Todos concordamos que estar divididos é sempre doloroso, e também um sinal de contra-testemunho do Evangelho, especialmente se esse sinal vem de pessoas consagradas à causa do Evangelho. Ao mesmo tempo, a memória pode – e deve – tornar-se uma oportunidade para consolidar as bases, equipar-nos e activar-nos para que, no presente e no futuro, nunca mais cheguemos a uma situação em que a separação possa ser considerada uma opção viável. A clarificação do passado ajuda a viver com mais serenidade o dia de hoje e a encarar o amanhã com esperança.
Recordar a dor da divisão deve reforçar em nós a beleza indescritível da reunificação, da descoberta feita – juntos de novo – do nosso carisma mais autêntico, e da consciência actual de que ser “um” nos torna mais prontos a enfrentar a missão, a compreender o seu verdadeiro significado e a aceitar as suas implicações e sacrifícios.
Em todas as instituições existe sempre a tentação, devido a acontecimentos históricos – como, no nosso caso, a escalada de tensões entre italianos e austro-alemães durante e depois da Primeira Guerra Mundial – de procurar o “meu” caminho em vez do “nosso”, de traçar o seu próprio caminho particular em vez de seguir o caminho decidido em conjunto, de afirmar as suas próprias verdades contra os erros dos outros...
Mas hoje estamos mais convencidos de que a divisão nunca leva ao enriquecimento e nunca liberta as melhores energias para nos tornarmos protagonistas de um verdadeiro caminho de construção. A divisão leva sempre a viver no isolamento e a fechar-se em si mesmos, e isso produz um empobrecimento intelectual, cultural, religioso, carismático e missionário.
O passado é muitas vezes visto como distante, pouco compreendido e, portanto, irrepetível. Mas não podemos excluir que as realidades ou situações futuras possam tentar-nos com a perspectiva de não viver unidos. O perigo de repetir um erro do passado está sempre à espreita. É por isso que é importante que o Instituto assuma a tarefa de transmitir a memória, porque ela é indispensável para nos orientar no mundo e na Igreja. Isto implica sempre escolhas decisivas, portadoras de conhecimentos, de juízos, de valores, de emoções capazes de orientar o nosso presente e o nosso futuro.

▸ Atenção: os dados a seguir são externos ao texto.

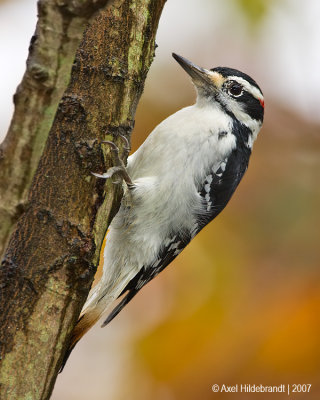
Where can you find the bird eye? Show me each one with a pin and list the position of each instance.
(235, 89)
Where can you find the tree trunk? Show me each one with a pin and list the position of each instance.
(53, 252)
(53, 46)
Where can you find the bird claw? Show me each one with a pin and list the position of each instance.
(119, 167)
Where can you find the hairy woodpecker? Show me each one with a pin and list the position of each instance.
(180, 179)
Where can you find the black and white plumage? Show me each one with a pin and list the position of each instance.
(183, 176)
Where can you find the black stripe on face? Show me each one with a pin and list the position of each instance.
(225, 72)
(251, 106)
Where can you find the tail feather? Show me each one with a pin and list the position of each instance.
(119, 307)
(85, 322)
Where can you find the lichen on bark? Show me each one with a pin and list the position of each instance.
(53, 252)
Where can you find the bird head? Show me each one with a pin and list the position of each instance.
(235, 92)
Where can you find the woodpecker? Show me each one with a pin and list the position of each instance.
(179, 179)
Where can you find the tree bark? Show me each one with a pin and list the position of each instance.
(53, 252)
(52, 49)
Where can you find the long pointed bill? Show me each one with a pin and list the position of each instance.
(200, 76)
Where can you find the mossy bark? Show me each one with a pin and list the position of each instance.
(52, 49)
(53, 252)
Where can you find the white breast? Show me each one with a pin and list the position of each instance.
(167, 170)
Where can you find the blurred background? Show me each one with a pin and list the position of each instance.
(242, 303)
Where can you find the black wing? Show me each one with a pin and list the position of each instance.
(220, 184)
(216, 191)
(173, 246)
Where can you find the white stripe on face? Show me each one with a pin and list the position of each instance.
(254, 91)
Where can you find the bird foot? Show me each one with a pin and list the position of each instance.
(119, 167)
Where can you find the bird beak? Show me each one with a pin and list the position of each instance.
(201, 77)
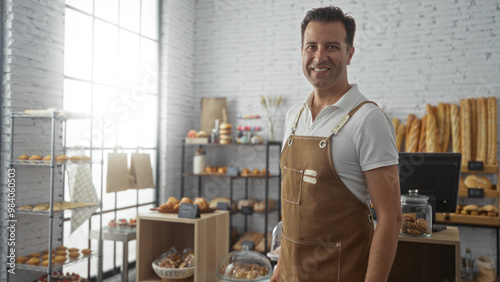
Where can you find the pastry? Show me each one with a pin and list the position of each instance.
(22, 260)
(421, 141)
(35, 158)
(34, 255)
(33, 261)
(482, 130)
(409, 121)
(400, 135)
(476, 181)
(455, 128)
(201, 202)
(465, 131)
(186, 200)
(23, 158)
(60, 259)
(491, 154)
(431, 131)
(446, 129)
(86, 252)
(413, 136)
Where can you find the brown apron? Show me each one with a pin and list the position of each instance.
(327, 230)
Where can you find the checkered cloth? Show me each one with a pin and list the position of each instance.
(81, 189)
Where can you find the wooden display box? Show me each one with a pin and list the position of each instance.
(208, 236)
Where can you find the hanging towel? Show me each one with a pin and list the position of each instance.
(81, 189)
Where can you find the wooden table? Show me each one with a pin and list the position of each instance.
(208, 236)
(434, 258)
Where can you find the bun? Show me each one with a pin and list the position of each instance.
(475, 181)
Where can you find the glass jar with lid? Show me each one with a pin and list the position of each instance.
(417, 215)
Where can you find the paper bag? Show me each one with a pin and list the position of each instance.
(117, 178)
(140, 173)
(211, 109)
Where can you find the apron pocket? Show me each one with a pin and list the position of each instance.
(292, 185)
(305, 261)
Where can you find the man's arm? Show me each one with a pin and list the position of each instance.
(383, 185)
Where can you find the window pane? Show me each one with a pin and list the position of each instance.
(78, 45)
(128, 59)
(149, 18)
(84, 5)
(149, 65)
(107, 10)
(130, 14)
(105, 52)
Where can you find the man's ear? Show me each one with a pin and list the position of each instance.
(350, 53)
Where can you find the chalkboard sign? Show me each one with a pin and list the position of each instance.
(250, 244)
(247, 210)
(189, 211)
(222, 206)
(475, 166)
(475, 193)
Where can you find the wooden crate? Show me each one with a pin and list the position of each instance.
(208, 236)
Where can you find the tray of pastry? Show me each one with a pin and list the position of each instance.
(61, 257)
(62, 206)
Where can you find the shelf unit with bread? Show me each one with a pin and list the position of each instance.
(267, 177)
(52, 209)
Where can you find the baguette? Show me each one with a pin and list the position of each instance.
(431, 130)
(447, 128)
(395, 123)
(413, 136)
(455, 128)
(473, 128)
(491, 157)
(409, 120)
(441, 116)
(465, 140)
(422, 137)
(400, 134)
(482, 129)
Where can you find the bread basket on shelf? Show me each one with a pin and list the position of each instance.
(172, 274)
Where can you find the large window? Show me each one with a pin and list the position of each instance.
(111, 72)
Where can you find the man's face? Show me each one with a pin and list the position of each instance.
(324, 54)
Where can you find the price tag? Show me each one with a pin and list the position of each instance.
(232, 171)
(250, 244)
(247, 210)
(475, 166)
(189, 211)
(475, 193)
(222, 206)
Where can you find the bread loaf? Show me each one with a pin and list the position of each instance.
(447, 128)
(441, 118)
(455, 128)
(413, 136)
(473, 128)
(400, 134)
(491, 153)
(482, 129)
(409, 120)
(476, 181)
(421, 142)
(465, 131)
(431, 131)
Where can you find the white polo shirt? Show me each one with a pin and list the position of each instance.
(367, 141)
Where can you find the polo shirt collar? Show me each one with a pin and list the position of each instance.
(346, 103)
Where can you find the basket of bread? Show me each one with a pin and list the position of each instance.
(174, 267)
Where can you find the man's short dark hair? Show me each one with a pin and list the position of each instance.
(331, 14)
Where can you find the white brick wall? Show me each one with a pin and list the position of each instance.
(33, 78)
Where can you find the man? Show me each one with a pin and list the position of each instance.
(339, 154)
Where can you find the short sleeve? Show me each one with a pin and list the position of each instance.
(377, 141)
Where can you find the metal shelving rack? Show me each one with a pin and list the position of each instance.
(267, 177)
(52, 165)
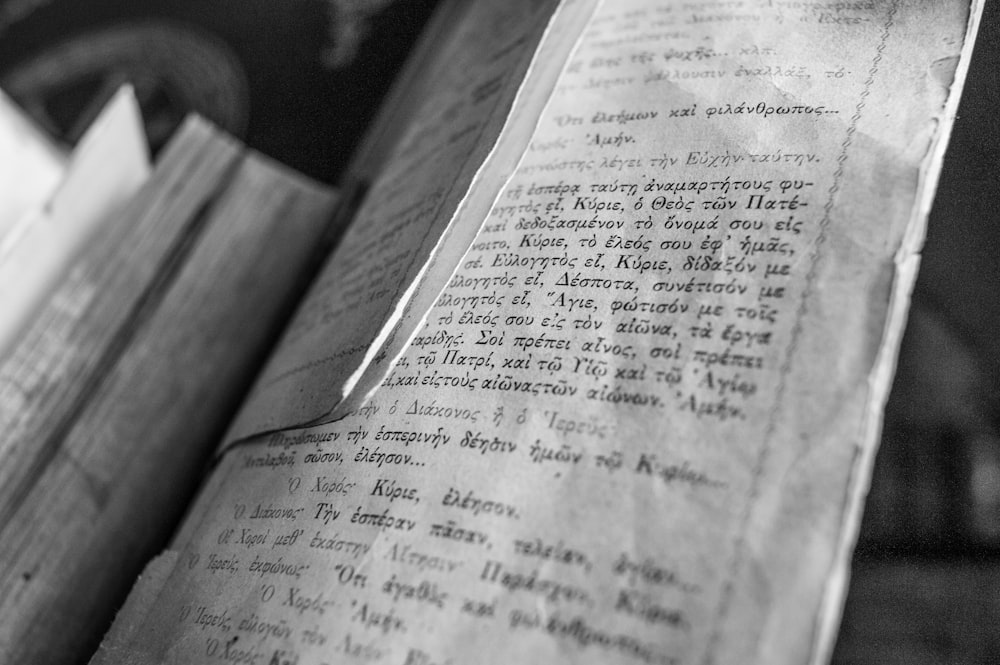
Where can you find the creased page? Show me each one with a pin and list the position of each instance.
(634, 427)
(106, 169)
(375, 272)
(30, 167)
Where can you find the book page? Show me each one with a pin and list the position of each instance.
(375, 272)
(30, 166)
(636, 426)
(108, 166)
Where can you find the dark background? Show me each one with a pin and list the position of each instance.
(926, 574)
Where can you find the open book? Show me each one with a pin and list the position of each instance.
(594, 374)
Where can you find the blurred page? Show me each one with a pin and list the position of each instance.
(636, 425)
(105, 170)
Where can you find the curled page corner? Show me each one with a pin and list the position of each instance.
(951, 73)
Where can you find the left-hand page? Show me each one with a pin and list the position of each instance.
(483, 96)
(104, 171)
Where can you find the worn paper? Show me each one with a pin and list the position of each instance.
(483, 89)
(105, 170)
(635, 425)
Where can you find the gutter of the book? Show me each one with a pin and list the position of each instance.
(634, 424)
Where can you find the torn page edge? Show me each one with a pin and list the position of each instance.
(133, 612)
(349, 400)
(906, 262)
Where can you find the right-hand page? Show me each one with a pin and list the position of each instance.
(637, 425)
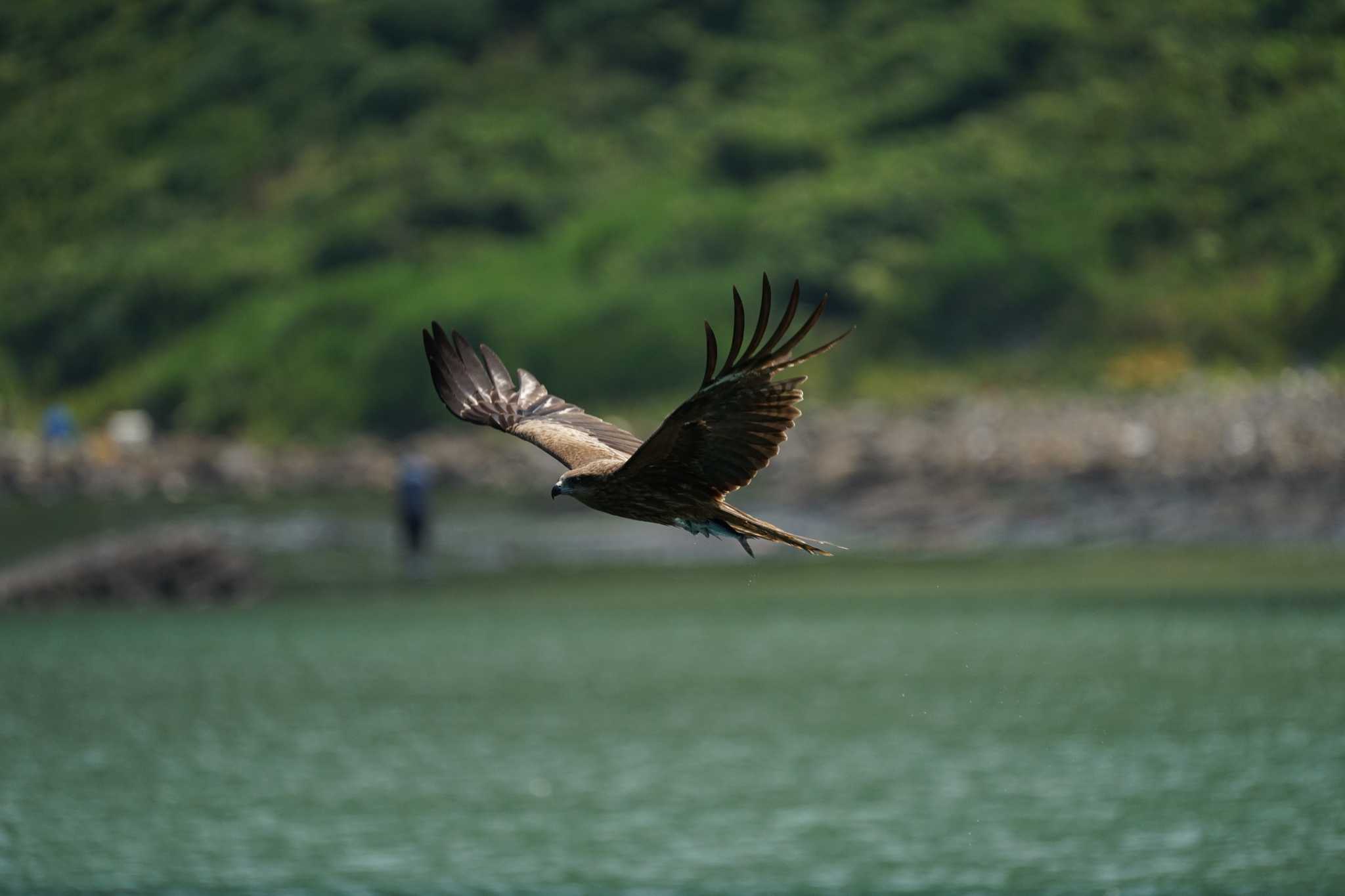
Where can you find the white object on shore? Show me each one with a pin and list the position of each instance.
(131, 429)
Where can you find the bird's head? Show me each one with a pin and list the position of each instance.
(575, 484)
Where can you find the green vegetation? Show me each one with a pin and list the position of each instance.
(240, 214)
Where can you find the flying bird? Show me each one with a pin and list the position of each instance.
(713, 444)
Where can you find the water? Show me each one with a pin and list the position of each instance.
(690, 733)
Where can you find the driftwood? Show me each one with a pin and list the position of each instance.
(179, 565)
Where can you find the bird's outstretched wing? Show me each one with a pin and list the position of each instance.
(485, 394)
(735, 423)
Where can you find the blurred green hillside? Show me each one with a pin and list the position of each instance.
(240, 214)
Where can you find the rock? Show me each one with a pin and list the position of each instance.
(179, 565)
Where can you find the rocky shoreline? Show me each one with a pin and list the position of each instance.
(1211, 461)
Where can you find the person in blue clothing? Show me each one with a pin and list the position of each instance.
(413, 486)
(58, 426)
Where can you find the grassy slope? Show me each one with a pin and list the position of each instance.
(240, 214)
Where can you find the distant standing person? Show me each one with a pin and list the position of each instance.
(413, 509)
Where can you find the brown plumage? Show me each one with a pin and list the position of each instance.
(715, 442)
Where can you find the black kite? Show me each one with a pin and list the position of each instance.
(709, 446)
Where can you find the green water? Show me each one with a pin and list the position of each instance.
(998, 727)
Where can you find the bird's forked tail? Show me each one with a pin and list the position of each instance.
(745, 526)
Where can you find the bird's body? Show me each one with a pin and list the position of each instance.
(713, 444)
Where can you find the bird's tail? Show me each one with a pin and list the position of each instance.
(745, 526)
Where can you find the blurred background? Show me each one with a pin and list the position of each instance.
(1086, 446)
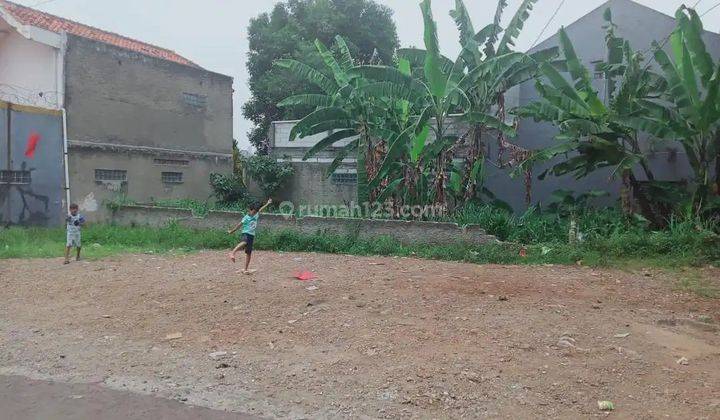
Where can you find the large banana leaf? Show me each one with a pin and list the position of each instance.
(341, 155)
(363, 187)
(308, 73)
(492, 39)
(416, 57)
(346, 60)
(433, 63)
(562, 85)
(329, 141)
(515, 26)
(418, 143)
(311, 99)
(677, 92)
(341, 78)
(471, 46)
(316, 117)
(692, 30)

Evidentemente, recordar, fazer memória, não pode nunca degradar-se a uma narração retórica que não reflita a complexidade dos factos. Fazer memória deve implicar um conhecimento histórico preciso, porque só assim a anamnese será útil para conhecer verdadeiramente o passado em todos os seus aspectos. E isso torna-se um compromisso que deve envolver todos, porque todos queremos continuar a dar força e impulso ao que aconteceu em 1969, o ano “abençoado” em que foi decidido iniciar o processo de reunificação.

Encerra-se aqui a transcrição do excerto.